Customer
AI Hyperscaler
Vertical
Generative AI
Products
Private Cloud
Building private GPU clouds for AI workloads meant to run at hyperscale requires getting countless details right: access to the latest NVIDIA GPUs, ultra-low-latency networking, cabling perfection, scalable orchestration, and strict security postures. Getting thousands of GPUs operational in a private cloud, especially on a tight schedule, comes down to careful planning, reliable processes, and a team that knows what they're doing.
When Lambda was asked to deliver thousands of GPUs as a hyperscale private cloud within just 90 days, the team knew exactly what they were getting into. Tight deadlines didn't leave room for surprises, every possible risk had to be anticipated, mitigated, and managed without compromising quality or security. To achieve this, Lambda relied on meticulous pre-deployment planning, diligent procurement, proactive contingency management, and automated validation.
The result: a fully operational, enterprise-grade GPU infrastructure, delivered exactly as promised, ready to handle critical AI workloads from day one.
Challenge
Delivering thousands of GPUs as a private cloud cluster in 90 days required Lambda to overcome several challenges:
No room for delays
Equipment lead times were longer than the project timeline.
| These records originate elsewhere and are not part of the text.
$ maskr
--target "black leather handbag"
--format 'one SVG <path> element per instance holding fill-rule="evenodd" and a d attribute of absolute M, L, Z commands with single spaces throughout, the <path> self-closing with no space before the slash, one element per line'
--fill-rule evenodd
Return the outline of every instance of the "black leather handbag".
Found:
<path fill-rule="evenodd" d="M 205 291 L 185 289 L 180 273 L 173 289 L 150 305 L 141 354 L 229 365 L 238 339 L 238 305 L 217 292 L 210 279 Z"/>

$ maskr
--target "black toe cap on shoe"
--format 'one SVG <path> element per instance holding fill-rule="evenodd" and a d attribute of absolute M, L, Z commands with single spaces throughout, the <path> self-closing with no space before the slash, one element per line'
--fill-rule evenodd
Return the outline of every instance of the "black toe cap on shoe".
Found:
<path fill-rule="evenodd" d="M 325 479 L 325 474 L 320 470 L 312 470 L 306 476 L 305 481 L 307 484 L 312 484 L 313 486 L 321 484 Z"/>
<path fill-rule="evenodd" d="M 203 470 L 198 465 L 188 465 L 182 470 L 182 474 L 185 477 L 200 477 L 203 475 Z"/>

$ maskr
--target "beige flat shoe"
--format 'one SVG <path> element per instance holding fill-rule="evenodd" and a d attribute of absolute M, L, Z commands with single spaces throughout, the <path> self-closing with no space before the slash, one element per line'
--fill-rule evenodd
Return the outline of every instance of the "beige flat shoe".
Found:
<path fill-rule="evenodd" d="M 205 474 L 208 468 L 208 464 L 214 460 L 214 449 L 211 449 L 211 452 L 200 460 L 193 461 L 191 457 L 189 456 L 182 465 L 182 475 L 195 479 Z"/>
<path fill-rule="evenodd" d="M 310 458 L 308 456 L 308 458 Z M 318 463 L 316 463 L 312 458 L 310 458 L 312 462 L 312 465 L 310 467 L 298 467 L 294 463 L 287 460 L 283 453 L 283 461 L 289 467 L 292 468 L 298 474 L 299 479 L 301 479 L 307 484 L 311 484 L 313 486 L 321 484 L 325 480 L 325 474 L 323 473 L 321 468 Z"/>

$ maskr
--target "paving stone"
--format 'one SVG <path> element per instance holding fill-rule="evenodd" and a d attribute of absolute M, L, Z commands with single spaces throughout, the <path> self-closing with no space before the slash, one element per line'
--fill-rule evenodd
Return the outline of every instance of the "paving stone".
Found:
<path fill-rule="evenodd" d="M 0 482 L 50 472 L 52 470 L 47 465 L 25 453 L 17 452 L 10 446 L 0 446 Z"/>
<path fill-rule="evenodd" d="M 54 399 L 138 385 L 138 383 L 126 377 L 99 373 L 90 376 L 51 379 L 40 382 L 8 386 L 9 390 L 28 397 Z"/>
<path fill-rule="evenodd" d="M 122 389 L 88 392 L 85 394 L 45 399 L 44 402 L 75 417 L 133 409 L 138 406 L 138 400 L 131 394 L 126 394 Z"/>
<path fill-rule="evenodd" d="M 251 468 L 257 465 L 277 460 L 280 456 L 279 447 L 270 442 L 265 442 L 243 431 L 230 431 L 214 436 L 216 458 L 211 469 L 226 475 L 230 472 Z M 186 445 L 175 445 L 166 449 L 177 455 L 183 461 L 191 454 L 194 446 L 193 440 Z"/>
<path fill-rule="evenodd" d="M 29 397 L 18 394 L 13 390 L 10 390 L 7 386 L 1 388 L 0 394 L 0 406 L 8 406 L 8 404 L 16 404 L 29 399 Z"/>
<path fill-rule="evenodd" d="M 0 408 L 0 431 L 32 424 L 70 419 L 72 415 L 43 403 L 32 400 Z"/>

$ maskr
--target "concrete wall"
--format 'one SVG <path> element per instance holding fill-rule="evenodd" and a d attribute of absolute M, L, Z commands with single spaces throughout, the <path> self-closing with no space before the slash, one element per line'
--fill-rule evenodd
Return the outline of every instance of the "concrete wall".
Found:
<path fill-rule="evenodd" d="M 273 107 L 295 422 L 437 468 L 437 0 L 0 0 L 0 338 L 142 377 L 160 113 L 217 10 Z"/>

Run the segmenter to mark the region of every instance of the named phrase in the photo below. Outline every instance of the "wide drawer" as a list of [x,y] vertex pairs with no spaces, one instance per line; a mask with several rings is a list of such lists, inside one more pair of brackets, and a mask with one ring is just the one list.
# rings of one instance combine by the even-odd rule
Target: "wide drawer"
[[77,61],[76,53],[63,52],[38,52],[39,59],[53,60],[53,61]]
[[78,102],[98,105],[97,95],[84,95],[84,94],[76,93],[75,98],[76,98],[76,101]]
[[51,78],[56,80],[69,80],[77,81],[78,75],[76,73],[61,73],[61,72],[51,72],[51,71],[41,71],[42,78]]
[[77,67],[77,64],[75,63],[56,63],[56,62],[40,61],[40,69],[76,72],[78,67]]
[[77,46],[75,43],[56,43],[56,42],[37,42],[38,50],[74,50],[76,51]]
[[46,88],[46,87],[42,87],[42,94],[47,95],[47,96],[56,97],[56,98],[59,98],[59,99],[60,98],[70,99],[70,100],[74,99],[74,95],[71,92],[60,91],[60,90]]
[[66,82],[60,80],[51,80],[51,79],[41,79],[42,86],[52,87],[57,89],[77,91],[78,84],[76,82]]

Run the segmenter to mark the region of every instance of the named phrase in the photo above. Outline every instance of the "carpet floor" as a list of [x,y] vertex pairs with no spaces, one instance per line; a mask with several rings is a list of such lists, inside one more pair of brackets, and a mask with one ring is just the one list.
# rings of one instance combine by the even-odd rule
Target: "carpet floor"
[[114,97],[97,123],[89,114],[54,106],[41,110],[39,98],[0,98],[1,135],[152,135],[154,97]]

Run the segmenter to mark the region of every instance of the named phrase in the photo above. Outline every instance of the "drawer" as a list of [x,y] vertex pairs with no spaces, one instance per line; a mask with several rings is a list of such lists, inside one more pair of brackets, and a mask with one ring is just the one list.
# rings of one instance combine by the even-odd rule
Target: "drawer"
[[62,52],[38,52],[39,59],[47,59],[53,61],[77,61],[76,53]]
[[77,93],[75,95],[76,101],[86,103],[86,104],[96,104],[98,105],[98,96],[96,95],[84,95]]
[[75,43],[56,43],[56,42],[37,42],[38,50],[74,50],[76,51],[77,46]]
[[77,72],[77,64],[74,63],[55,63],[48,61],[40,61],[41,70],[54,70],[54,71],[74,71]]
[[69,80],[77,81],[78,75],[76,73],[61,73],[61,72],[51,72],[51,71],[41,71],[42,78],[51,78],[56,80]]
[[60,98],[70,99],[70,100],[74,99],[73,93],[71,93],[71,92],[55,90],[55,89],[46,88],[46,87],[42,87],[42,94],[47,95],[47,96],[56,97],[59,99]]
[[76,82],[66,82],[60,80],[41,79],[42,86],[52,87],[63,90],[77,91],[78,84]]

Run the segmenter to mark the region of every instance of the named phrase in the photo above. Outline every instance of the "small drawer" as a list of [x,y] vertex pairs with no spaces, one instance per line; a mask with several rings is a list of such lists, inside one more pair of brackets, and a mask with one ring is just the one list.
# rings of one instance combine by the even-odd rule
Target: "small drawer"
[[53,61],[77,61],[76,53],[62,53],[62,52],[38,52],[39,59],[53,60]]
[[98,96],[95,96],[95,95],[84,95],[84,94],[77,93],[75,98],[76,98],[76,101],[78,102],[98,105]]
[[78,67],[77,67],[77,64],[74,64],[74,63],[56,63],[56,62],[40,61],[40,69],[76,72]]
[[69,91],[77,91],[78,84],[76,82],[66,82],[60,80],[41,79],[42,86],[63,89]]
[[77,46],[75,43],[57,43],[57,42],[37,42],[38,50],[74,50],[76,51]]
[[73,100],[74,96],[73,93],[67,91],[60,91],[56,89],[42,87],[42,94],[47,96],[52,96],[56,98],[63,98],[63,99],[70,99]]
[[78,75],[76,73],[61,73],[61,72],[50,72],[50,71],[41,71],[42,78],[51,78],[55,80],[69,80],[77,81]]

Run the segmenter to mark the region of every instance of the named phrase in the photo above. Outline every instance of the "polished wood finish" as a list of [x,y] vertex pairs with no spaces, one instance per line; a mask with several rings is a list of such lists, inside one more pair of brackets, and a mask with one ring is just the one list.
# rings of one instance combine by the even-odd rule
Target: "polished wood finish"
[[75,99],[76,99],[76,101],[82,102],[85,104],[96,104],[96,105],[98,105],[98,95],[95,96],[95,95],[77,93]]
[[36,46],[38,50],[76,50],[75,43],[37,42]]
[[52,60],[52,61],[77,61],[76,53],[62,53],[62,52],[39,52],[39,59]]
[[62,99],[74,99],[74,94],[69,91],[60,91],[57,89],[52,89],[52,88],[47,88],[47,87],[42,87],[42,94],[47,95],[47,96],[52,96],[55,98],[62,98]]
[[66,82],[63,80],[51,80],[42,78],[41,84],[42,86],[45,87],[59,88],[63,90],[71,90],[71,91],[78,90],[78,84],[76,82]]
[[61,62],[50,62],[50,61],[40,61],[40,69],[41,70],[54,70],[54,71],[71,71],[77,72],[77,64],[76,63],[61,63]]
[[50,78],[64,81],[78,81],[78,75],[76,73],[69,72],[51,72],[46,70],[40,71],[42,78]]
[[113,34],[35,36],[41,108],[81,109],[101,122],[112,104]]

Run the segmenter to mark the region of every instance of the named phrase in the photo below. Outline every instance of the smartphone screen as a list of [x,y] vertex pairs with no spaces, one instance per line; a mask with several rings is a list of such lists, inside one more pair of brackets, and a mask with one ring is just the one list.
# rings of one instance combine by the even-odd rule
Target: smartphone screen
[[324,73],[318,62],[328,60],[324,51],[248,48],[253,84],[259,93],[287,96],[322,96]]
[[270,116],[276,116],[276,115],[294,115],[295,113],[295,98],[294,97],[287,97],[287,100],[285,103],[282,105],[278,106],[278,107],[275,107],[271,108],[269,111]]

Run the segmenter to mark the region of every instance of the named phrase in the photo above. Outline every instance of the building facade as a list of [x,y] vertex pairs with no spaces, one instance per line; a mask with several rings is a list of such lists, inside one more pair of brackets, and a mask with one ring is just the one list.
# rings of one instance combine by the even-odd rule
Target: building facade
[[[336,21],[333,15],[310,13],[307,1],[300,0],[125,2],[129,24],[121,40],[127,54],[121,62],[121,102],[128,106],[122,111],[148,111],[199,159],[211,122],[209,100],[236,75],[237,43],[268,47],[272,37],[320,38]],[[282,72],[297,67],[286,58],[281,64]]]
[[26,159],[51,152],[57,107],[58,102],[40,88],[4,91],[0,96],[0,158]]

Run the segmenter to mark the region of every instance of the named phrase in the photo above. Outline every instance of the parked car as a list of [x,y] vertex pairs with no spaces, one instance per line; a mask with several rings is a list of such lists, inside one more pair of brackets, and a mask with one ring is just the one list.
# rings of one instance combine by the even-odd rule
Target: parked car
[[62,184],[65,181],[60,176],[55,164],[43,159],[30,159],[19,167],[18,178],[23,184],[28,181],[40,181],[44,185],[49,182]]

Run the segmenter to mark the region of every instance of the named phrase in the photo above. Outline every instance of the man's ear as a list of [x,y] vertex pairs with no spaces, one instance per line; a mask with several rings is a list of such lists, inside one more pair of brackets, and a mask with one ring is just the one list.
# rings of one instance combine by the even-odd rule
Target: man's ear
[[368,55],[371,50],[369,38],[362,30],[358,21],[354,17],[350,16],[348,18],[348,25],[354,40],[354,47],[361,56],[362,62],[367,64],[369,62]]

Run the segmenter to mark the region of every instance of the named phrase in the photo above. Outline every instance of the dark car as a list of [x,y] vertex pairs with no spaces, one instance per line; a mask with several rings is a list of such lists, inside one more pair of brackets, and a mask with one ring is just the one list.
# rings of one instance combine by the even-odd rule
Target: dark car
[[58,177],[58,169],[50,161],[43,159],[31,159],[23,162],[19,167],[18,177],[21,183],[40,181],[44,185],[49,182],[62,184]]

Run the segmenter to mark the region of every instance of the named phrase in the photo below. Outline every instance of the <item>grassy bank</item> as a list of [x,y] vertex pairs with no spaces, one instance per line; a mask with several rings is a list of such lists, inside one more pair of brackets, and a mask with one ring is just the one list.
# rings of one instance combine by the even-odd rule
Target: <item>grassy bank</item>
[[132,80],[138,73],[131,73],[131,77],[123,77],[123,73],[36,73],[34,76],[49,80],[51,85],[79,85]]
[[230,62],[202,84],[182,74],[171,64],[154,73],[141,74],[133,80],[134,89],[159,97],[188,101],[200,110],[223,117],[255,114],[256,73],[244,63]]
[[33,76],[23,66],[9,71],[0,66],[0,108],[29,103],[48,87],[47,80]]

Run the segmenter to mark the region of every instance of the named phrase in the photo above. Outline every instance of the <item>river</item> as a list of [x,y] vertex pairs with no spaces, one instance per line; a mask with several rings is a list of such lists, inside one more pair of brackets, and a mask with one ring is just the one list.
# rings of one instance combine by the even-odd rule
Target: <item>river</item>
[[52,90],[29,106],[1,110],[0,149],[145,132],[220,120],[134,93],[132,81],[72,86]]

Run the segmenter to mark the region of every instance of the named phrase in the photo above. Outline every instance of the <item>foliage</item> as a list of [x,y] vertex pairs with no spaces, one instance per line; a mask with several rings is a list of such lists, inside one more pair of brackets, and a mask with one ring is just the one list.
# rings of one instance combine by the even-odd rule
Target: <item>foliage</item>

Lambda had to pre-secure key inventory before formal specs were locked-in, and build a deployment strategy around it.
Tight tolerances at scale
Tens of thousands of cable terminations, a complex multi-tier network topology, and a massive host fleet meant even small issues could cascade into major setbacks. Lambdas automation and validation workflows had to work from the first rack to the last.
Hyperscale-ready at handoff
Every GPU, every switch, every layer of the stack was tested and verified before delivery.
Every detail mattered. The entire system had to come online cleanly and ready for production at hand-off.
Solution
To deliver on time, Lambda orchestrated a tightly integrated plan across real estate, supply chain, networking, and platform engineering builds in parallel, and relied on automation to compress timelines without sacrificing reliability.
Power & Facilities Readiness
- Secured several megawatts of infrastructure capacity ahead of real estate closure
- Proactively engaged with contractors to align construction, power, and inspections to the deployment timeline
- Strategically pre-ordered long-lead power gear to avoid delays
Supply Chain & Logistics
- Sequenced hardware delivery with build milestones to avoid floor congestion
- Maintained buffer inventory to absorb failure rates without slowing down progress
Data Center Deployment
- Compressed rack deployment timelines by automating provisioning and parallelizing workflows
- On-site technical team scaled dynamically to meet daily milestones
Networking & Fabric Architecture
- Deployed a multi-tier high-performance interconnect designed for distributed AI workloads across thousands of GPUs
- Designed for NVIDIA NCCL and SHARP compatibility to support tightly-coupled distributed training workloads
- Automated network configuration through Zero Touch Provisioning (ZTP) tools
- Built for high-throughput, low-latency traffic patterns with full redundancy
Platform Automation & Provisioning
- Rolled out a new stress-tested provisioning workflow
- Enabled concurrent provisioning, significantly reducing time-to-operational readiness
Security & Compliance
- Delivered a fully isolated, single-tenant environment with no Lambda access to customer systems
- Aligned cluster operations with SOC 2 controls and zero-touch infrastructure requirements
- Integrated with the customer's Kubernetes orchestration stack to support hybrid workload requirements
Results
Lambda delivered the full hyperscale private cloud on schedule, with all systems validated, secured, and production-ready at handoff. Despite the scale and complexity, the deployment met every operational and infrastructure milestone without compromising performance or reliability.
Key outcomes
- Thousands of NVIDIA GPUs deployed, configured, and handed off in a fully operational, production-ready state in 90 days.
- Full-stack validation and burn-in completed in under 10 days.
- Network, power, and system deployment executed with minimal rework and consistent throughput.
- Delivered within a tight security envelope, aligned with SOC 2 and customer-specific compliance expectations.
The success of this build reinforces Lambda’s position as the partner of choice for AI infrastructure, capable of executing complex deployments with precision and speed, without compromising quality, control, or deadlines.